Frankreich will die möglicherweise unsachgemäße Versendung von hunderten Tonnen Nuklearabfällen nach Russland untersuchen lassen. Das kündigte Umweltstaatssekretärin Chantal Jouanno am Dienstag an. "Wir dürfen nicht den Hauch eines Verdachts bestehen lassen, dass es ein Problem gibt", sagte Jouanno dem Radiosender France-Info. Die Atomtechnologie müsse "völlig transparent" sein.

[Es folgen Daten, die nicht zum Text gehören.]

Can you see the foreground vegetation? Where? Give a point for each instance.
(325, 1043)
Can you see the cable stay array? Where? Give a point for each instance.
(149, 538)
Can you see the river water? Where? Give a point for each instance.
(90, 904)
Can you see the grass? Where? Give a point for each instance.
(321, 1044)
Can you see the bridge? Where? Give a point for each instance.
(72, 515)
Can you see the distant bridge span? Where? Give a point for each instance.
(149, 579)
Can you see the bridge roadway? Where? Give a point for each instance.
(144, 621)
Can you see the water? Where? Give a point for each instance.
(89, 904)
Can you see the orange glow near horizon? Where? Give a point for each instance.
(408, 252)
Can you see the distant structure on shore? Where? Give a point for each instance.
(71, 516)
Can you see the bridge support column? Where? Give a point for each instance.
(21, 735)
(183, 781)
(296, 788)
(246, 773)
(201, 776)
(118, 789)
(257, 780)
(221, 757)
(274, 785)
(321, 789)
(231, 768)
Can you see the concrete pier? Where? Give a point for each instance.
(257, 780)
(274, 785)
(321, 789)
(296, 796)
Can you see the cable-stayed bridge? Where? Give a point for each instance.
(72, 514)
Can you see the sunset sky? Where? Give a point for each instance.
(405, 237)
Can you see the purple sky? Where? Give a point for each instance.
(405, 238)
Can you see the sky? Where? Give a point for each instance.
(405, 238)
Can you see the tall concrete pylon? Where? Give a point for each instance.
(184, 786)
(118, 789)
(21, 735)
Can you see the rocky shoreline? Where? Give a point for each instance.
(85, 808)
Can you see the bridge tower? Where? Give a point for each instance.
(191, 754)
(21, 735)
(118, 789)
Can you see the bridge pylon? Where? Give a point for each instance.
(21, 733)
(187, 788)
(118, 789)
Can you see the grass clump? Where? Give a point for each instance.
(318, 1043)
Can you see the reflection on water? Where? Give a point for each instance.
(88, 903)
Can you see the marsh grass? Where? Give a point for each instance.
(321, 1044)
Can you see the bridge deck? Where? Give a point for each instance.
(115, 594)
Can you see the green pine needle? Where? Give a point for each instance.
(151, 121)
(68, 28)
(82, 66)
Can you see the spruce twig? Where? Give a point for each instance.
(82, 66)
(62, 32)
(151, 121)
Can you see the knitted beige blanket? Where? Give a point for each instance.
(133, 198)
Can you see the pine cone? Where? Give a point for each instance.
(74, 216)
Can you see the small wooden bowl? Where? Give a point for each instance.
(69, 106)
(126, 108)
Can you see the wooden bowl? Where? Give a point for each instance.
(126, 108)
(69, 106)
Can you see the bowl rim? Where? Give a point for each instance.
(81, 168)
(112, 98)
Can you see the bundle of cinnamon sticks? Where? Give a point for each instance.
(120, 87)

Offene Lagerung in Sibirien
Einem Bericht der Zeitung "Liberation" und des Senders Arte zufolge werden seit Mitte der 90er Jahre jährlich 108 Tonnen abgereichertes Uran aus französischen Atomkraftwerken in Containern nach Sibirien gebracht. Dort wurde der Abfall zuletzt auf einem Parkplatz offen gelagert.

Der Energiekonzern EDF, der die französischen Atomkraftwerke betreibt, hat die Darstellung jedoch als "völlig unzutreffend" zurückgewiesen. Das Material sei kaum noch radioaktiv und werde nicht ungeschützt gelagert, sagte der Chef der Abteilung für nuklearen Brennstoff, Sylvain Graner. Der Transport des kaum mehr angereicherten Urans sei internationaler Standard und werde auch von deutschen, niederländischen oder US-Unternehmen vorgenommen. Der Dokumentarfilm einer "Libération"-Journalistin zu dem Vorgang sollte am (heutigen) Dienstagabend um 21.00 Uhr im Kultur- und Informationssender Arte ausgestrahlt werden.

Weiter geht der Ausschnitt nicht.